Art: Jason Orfalas
DC Comics
[The title follows the life of Barbara Gordon, the original Batgirl after she was cripple by Joker's gunshot. Now she is Oracle, the world's premiere cyber-espionage expert, leading a network of female super-operatives]
Tony Bedard continues his interim run on the title, after Gail Simone's celebrated run, and before Sean McKeever's anticipated arrival. Not stress. No fuss.
''Nerds of Prey' is the first story where I can actually believe he had fun writing. Someone somewhere has hacked a disc with information leading to Oracle's identity and Babs will have none of that. She tracks his trace to an info-geek convention and attends in person to manually delete the information from the offline info network. Sadly for her, Calculator (her arch-nemesis since Infinite Crisis, a high-level intelligence super-broker with super-OCD) is hot on the trail of the same information, and is attending the convention to smoke Oracle out in the open. Of course they will randomly bump into each other, they will chat, dinner, date and flirt, and eventually come to stand-off Mexico-style.
Bedard finally gets the hang of the title, in a story that is ally not editorially-mandated. Babs kicks us, and the Calculator actually has a human voice, and acts as our POV character. He does fall into an easy trap here and steps on a pet peeve of mine:
Cyber-Space.
Now cyberspace has always been a darling comics sweetheart, and I'm always amused/slash/terrified at the different interpretation of the computer interfaces in comics. Technoorganic viruses, cyber-A.I.s who spring to life and materialize, computer programmes who gain sentience, and of course... -as in this current case- computer software who exist as cute on-screen cartoons which duke it out pokemon-style for dominance over the computer network! I cringe, I roll my eyes, I make angry fists at the comics page, but it's still there.

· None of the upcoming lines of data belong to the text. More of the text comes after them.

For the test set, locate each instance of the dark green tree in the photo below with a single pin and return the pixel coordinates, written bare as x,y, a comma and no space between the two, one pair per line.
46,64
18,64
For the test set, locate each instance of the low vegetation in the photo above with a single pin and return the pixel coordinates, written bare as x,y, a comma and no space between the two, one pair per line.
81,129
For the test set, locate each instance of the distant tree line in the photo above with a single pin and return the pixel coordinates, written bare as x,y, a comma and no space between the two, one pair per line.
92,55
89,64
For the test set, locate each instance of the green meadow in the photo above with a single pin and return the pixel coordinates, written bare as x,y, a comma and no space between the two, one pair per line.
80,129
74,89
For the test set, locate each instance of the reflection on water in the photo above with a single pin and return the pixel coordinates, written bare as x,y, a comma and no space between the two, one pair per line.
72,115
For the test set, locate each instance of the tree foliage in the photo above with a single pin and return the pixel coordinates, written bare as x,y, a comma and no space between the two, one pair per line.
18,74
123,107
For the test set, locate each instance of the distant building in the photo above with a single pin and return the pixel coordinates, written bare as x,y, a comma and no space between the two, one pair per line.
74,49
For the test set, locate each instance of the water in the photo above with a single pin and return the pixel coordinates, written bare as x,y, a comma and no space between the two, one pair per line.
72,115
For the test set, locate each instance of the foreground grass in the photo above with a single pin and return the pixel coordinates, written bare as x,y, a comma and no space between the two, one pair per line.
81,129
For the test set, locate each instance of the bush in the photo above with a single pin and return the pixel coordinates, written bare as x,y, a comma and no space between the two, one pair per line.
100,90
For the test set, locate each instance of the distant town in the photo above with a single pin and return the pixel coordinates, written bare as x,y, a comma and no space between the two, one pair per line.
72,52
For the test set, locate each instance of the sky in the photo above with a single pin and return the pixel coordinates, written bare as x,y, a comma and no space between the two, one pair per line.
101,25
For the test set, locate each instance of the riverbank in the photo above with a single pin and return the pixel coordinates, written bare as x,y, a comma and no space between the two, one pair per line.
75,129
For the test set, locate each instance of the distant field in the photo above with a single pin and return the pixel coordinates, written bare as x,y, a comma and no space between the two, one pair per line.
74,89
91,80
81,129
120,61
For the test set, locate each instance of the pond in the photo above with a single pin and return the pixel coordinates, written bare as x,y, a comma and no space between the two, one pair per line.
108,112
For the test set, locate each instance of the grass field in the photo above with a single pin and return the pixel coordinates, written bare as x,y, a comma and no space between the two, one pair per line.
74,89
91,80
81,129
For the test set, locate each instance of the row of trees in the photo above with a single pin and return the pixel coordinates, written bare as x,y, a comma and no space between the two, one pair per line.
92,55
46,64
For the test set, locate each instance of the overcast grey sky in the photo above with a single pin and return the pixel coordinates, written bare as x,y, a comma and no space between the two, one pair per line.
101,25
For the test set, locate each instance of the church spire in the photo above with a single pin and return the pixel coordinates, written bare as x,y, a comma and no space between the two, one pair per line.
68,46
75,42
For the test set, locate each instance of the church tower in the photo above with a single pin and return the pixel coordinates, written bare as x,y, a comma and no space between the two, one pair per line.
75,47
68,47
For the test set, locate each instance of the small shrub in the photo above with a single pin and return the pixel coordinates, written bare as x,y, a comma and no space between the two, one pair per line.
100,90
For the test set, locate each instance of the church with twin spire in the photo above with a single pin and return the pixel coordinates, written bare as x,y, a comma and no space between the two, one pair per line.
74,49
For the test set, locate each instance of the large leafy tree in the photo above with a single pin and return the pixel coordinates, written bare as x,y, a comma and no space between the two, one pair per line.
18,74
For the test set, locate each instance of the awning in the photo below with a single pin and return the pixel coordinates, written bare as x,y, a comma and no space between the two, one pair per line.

Jason Orfalas is filling in for Nicola Scott on the art front, and doing a better job of it; he sports all of her the good qualities, but none of the hindrances, with a good eye for anatomy and proportions. Babs is finally an attractive young woman, not a nerdy cripple, but a bona fide former superheroine. Here she looks it and she acts it! With more work on facial expressions and breakdowns, Jason'd be an ideal fit for the title.
Fun, but not too fun, Bedard and Orfalas are providing an entertaining supporting act while the main acts switch backstage. But don't get too attached.